In short: mod­u­lar­ity of the or­ganism evolves to match mod­u­lar­ity of the en­vi­ron­ment.

… and mod­u­lar­ity of the en­vi­ron­ment is es­sen­tially ab­strac­tion-friendli­ness. The idea of ab­strac­tion is that the en­vi­ron­ment con­sists of high-level com­po­nents whose low-level struc­ture is in­de­pen­dent (given the high-level sum­maries) for any far-apart com­po­nents. That’s mod­u­lar­ity.

Com­ing from an en­tirely differ­ent di­rec­tion, we could talk about the good reg­u­la­tor the­o­rem from con­trol the­ory: any reg­u­la­tor of a sys­tem which is max­i­mally suc­cess­ful and sim­ple must be iso­mor­phic to the sys­tem it­self. Again, this sug­gests that mod­u­lar en­vi­ron­ments should evolve mod­u­lar “reg­u­la­tors”, e.g. or­ganisms or agents.

I ex­pect that the right for­mal­iza­tion of these ideas would yield a the­o­rem say­ing that evolu­tion in ab­strac­tion-friendly en­vi­ron­ments tends to pro­duce mod­u­lar­ity re­flect­ing the mod­u­lar struc­ture of the en­vi­ron­ment.
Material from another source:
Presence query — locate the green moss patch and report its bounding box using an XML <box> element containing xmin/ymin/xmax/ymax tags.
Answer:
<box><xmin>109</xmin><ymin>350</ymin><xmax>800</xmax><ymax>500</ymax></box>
Or, to put it differ­ently: evolu­tion in ab­strac­tion-friendly en­vi­ron­ments tends to pro­duce (im­plicit) world-mod­els whose struc­ture matches the struc­ture of the world.


Fi­nally, we can ask what hap­pens when one mod­u­lar com­po­nent of the world is it­self an evolved agent mod­el­ling the world. What would we ex­pect this agent’s model of it­self to look like?

I don’t have much to say yet about what this would look like, but it would be very use­ful to have. It would give us a grounded, em­piri­cally-testable out­side-view cor­rect­ness crite­rion for things like em­bed­ded world mod­els and em­bed­ded de­ci­sion the­ory. Ul­ti­mately, I hope that it will get at Scott’s open ques­tion “Does agent-like be­hav­ior im­ply agent-like ar­chi­tec­ture?”, at least for evolved agents speci­fi­cally.